If appOrbit can do as it claims—and its customer list includes some customers I’ve worked with that probably wouldn’t be there if the product was vaporware—then we’re seeing the culmination start. The culmination will include limitless portability, sort of a “we don’t care where you deploy, just tell us and we’ll do it”; it will include development tool agnosticism—“We don’t care what tools you used, we’ll deploy it”; and it will include complete solutions—“We’ll move your data, we’ll move your app, we’ll configure the target network, we’ll run the security checks relevant to the target platform.” It sounds like appOrbit has traveled quite far down that path already.
What, Exactly, Did You Intend?
One interesting bit appOrbit talked to me about and I’d like to take out for a spin is the idea of adding “intents” to security and networking. Tell it what you’re after, and through a combination of built-in functionality and plug-ins it will deploy your application as you intended. For things like opening a port, this seems pretty straightforward, but security and networking are complex topics. What is/isn’t covered by security policies/intents? What if my intent is for the system to create a VPN, lock down all the ports, then open just a few and connect the VPN back into the data center over an encrypted port? Who manages certs? Where does it get the credentials to get back into the data center? What happens if I take this whole VPN-based deployment and decide to put it inside the data center after all? Do I have to rework the networking intents to remove the VPN? The questions are endless.

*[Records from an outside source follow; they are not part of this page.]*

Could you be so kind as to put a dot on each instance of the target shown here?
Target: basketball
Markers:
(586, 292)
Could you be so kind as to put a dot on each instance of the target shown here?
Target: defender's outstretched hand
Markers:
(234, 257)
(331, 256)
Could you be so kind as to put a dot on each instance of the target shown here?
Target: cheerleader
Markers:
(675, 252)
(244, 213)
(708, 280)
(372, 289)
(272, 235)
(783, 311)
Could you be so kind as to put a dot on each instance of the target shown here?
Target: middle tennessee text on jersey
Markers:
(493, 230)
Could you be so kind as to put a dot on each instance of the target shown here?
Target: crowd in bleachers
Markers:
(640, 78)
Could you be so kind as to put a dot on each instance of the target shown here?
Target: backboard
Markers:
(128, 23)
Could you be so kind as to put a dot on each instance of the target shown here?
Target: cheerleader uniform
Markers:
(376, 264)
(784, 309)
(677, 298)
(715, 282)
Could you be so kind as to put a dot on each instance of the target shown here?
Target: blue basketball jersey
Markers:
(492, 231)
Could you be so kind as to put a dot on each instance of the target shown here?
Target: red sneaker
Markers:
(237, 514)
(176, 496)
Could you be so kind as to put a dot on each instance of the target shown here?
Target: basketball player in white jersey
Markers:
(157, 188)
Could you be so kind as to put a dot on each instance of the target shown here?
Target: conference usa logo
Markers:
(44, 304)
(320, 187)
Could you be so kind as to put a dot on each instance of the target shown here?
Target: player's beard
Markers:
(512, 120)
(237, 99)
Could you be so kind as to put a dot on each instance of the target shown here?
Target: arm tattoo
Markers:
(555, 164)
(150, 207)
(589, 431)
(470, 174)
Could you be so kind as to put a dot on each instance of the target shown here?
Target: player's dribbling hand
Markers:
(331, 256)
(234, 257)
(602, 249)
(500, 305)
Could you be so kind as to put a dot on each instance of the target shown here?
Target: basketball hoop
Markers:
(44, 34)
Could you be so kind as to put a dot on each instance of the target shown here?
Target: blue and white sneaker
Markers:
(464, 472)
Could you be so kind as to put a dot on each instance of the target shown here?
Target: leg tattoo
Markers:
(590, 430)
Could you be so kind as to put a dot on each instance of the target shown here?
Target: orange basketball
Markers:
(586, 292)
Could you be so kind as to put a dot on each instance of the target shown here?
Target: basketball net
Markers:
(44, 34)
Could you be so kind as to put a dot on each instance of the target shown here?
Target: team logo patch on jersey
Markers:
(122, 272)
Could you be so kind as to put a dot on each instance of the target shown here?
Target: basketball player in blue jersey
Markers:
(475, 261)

But assume this is the beginning of a road that truly can end up with “deploy anywhere, and deploy as you intended.” That’s what we’ve been waiting for, and it’s inevitable, so I for one am glad to see us set off meaningfully down the path.
Improvement Makes Movement
The mere act of someone talking about having pulled all this together will be good for customers. Ravulur’s stress that “a lot of what we do is ARA” will no doubt make ARA vendors step up their attempts to be as inclusive as appOrbit is, and the market will move forward. appOrbit’s use case of “legacy app migration” without changing the app alone offers an avenue for enterprises to begin to move to new platforms. That in and of itself will be a help to the huge number of enterprises that want to move to a more modern environment but aren’t ready or able to rewrite entire systems. And again, it will spur on competitors—in this case in the application provisioning space, most likely—to try and implement similar functionality in a relatively short time frame.
Beyond Hope
In a nutshell, I hope that appOrbit can do all that it claims, but even if it falls short in some areas (I honestly have only touched on a few of the areas it has pulled together; there’s a lot here), it is a step forward, and I think the company will drive the market more toward the end goal of application portability from both the Dev and deployment sides, while automating a more complete solution.
To me, that’s all good. Not everyone is pure cloud, and a far fewer number want to be pure public cloud brand X. The automation tools I’ve been knee-deep in all have been massively complex under the covers, and no doubt this one is, too; simplifying automation so it is easy to adapt to a given environment is a huge part of the task these tools perform. Figuring out the weaknesses is what we customers have to do, but in the end, we’re moving forward.
I, for one, will look for a chance to play with appOrbit’s toys, validate some of its claims, and see how well it suits enterprise needs. But I don’t have a timeline, so if you’re interested, you should check them out yourself.